Changes to This Notice. We reserve the right to change this notice. We reserve the right to make the revised or changed notice effective for medical information we already have about you as well as any information we receive in the future. We will post a copy of the current notice in the hospital. The effective date of the notice will be indicated on the first page of the notice. In addition, each time you register or are readmitted to the hospital for treatment or health care services as inpatient or outpatient, we will offer you a copy of the current notice in effect.

Complaints. If you believe your privacy rights have been violated, you may file a complaint with the hospital or with the Secretary of the Department of Health and Human Services. To file a complaint with the hospital, contact Mends Privacy Officer or call +234 8033112061, 8054483201. All complaints must be submitted in writing. You will not be penalized for filing a complaint.

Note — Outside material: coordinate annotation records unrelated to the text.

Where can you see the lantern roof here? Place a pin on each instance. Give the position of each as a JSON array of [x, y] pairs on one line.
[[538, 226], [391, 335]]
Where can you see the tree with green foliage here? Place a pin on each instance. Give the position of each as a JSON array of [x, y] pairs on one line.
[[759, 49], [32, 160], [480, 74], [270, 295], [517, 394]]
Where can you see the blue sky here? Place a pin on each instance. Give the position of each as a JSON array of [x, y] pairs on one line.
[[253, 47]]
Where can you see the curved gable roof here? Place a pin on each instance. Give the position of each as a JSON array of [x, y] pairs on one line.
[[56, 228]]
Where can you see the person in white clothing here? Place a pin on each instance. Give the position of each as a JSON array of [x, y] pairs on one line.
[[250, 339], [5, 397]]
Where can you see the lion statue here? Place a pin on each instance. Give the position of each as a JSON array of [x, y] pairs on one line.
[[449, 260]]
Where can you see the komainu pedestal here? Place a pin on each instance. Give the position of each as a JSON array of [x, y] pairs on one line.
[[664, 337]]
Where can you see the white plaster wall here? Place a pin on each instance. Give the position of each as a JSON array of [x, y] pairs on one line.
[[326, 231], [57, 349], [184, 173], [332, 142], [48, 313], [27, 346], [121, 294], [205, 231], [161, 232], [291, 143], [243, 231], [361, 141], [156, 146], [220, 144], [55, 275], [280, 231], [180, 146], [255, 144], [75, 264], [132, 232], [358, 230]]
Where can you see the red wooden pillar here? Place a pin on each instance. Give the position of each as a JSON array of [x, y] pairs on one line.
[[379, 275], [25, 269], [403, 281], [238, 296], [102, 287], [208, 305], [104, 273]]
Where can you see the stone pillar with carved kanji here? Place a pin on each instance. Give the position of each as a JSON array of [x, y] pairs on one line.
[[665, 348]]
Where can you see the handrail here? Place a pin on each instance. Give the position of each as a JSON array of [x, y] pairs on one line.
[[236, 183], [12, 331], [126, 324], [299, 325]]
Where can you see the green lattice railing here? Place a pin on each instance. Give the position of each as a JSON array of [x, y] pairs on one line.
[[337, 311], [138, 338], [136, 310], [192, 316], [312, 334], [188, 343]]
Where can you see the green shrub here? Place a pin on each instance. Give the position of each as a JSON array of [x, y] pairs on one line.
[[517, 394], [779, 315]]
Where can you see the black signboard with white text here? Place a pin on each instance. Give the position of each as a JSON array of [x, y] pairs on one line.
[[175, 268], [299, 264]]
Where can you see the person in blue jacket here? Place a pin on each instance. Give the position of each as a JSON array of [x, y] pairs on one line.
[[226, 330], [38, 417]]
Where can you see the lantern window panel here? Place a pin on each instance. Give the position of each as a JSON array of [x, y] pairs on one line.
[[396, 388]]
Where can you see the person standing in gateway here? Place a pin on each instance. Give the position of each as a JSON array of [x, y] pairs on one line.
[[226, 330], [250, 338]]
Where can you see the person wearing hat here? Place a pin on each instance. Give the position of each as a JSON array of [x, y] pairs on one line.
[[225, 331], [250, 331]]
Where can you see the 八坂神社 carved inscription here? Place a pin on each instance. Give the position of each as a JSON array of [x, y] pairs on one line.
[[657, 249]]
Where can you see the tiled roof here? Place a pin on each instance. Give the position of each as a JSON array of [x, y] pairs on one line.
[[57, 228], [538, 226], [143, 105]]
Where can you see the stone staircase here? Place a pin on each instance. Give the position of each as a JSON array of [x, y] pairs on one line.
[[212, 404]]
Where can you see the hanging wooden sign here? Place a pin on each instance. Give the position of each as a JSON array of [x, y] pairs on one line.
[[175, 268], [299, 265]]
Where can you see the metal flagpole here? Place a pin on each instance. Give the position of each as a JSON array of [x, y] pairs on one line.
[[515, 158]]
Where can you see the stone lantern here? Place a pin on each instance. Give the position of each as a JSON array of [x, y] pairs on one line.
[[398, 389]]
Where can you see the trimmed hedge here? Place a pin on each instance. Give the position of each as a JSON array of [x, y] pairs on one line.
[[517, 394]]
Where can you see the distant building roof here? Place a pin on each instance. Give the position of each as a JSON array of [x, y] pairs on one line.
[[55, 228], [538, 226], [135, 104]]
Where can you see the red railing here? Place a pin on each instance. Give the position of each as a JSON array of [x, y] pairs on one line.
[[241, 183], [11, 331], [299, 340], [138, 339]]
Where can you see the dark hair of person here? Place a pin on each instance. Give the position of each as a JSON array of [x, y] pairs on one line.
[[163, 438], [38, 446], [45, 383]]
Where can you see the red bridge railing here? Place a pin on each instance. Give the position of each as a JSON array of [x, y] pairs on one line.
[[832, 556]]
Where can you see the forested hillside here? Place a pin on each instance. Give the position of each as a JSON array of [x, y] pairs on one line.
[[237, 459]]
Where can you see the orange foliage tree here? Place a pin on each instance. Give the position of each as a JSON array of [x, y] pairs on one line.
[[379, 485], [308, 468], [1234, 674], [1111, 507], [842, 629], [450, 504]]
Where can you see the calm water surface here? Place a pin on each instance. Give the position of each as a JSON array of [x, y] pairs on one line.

Other Uses of Medical Information. Other uses and disclosure of medical information not covered by this notice or the laws that apply to us will be made only with your written permission. If you provide us permission to use or disclose medical information about you, you may revoke that permission, in writing, at any time. If you revoke that permission, we will no longer use or disclose medical information about you for the reasons covered by your written authorization. You understand that we are unable to take back any disclosures we have already made with your permission, and that we are required to retain our records of the care we provide to you.